Entreprendre - Cinéma : Frères, une apologie de la fraternité

Si vous avez vu, lecteurs, ce film intitulé Frères, vous avez compris que les relations humaines peuvent être séduisantes, extraordinaires et éclairantes. En sortant du cinéma d’Antony où j’ai vu ce film Frères, je me suis dit que, des trois valeurs figurant sur les mairies françaises, ce ne serait peut-être pas, suite à ce film, les deux premières qui mériteraient d’y rester, à savoir la Liberté et l’Egalité, mais plutôt…

… la Fraternité qui, en théorie, est une notion banale, sauf pour moi et le réalisateur qui sommes des fils uniques ! Mais, sans dire que la relation entre ces deux personnes nées de mêmes parents devrait (pouvoir) s’étendre à toutes les relations humaines, il importe d’indiquer que ce film en montre la force et l’originalité. Ce mot « frère », d’ailleurs, est à tel point motivant qu’il était déjà très valorisé, bien avant l’apparition de ce film, en étant utilisé dans les monastères pour désigner la nature spirituelle de la relation qui lie les moines entre eux !

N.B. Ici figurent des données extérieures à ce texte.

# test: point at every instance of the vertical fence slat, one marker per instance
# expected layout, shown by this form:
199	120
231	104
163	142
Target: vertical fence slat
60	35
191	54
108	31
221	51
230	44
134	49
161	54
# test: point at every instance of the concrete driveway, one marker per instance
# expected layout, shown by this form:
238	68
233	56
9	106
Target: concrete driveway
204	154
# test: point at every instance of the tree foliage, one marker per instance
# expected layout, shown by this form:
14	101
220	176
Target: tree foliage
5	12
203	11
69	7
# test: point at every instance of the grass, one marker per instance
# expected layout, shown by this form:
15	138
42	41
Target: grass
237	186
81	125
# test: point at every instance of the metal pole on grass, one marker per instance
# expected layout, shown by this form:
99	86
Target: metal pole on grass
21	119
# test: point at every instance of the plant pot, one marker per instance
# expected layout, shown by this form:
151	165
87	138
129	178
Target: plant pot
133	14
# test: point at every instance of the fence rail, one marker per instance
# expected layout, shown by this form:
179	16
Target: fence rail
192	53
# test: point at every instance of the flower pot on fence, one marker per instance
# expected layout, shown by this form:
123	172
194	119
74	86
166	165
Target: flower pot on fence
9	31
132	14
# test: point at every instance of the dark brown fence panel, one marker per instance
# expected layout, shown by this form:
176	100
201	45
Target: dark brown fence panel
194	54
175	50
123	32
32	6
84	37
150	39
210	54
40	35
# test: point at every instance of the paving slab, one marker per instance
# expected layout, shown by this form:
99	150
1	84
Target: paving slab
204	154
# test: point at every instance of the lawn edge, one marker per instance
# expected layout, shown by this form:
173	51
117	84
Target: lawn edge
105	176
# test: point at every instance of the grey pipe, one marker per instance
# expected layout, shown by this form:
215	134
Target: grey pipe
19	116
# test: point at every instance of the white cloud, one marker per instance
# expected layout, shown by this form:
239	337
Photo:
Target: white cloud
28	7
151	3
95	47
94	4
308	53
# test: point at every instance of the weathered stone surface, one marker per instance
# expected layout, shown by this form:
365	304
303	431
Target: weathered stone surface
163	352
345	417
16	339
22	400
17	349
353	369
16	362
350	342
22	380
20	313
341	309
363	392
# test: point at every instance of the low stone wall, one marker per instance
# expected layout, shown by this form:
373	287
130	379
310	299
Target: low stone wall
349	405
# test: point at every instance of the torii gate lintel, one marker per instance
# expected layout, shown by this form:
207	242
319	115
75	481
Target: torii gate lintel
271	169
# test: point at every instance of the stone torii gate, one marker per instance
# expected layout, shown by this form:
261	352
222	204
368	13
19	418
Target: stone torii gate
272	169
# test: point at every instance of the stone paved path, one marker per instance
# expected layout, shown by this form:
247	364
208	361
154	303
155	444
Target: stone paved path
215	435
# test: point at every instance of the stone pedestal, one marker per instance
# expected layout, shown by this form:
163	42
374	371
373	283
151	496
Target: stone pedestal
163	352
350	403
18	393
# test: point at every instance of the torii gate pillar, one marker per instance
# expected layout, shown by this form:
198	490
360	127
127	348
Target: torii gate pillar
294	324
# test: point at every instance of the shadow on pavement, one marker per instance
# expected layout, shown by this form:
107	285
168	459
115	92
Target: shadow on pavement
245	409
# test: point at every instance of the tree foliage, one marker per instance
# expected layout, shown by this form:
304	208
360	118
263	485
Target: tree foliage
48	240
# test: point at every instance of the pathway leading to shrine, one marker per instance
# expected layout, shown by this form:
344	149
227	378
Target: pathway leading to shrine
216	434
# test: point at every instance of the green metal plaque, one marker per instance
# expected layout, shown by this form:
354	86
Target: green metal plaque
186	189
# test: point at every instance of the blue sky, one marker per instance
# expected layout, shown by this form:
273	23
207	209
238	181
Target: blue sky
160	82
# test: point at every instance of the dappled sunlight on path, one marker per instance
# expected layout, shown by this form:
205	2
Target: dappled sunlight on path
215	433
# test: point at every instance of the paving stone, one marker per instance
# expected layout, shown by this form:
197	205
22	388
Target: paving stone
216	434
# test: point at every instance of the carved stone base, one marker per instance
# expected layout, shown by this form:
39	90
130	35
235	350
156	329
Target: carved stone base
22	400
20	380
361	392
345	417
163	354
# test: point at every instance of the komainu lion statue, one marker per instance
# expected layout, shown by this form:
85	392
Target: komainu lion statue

Par le mot « frère » nous entendons donc d’abord un lien « génétique », mais aussi et ensuite « spirituel » qui peut unir deux personnes masculines, deux hommes. Sans oublier le sens du mot « frère » lorsqu’il est utilisé de manière populaire pour désigner un ami : « mon frère » remplaçant aujourd’hui ce qu’hier nous appelions « mon pote » ! Ainsi, le terme de « frère » a un sens dans notre société qui ne se réduit pas au lien génétique, même si c’est ce type de relation qui est cinématographié par le film Frères.

La relation entre ces deux garçonnets, Patrice et Michel, est tellement forte qu’elle nous fait penser qu’ils ne sont pas seulement frères. L’idée m’a traversée qu’il pourrait être des jumeaux, soit, bien sûr, des frères, mais formant une unité telle qu’on devine l’œuf commun dont ils proviennent. Toutefois, cette hypothèse ne tient pas puisqu’il y a un frère aîné 2 ans plus âgé que son frère cadet. L’autre idée qui me vint est que leur relation est si forte qu’elle pourrait être vue comme homosexuelle, le sexe n’étant pas le but de cette relation mais son passage quasi obligé dans l’amour. A dire vrai, le film ne montre rien illustrant cette thèse, et les enfants sont si jeunes qu’ils paraissent prépubères !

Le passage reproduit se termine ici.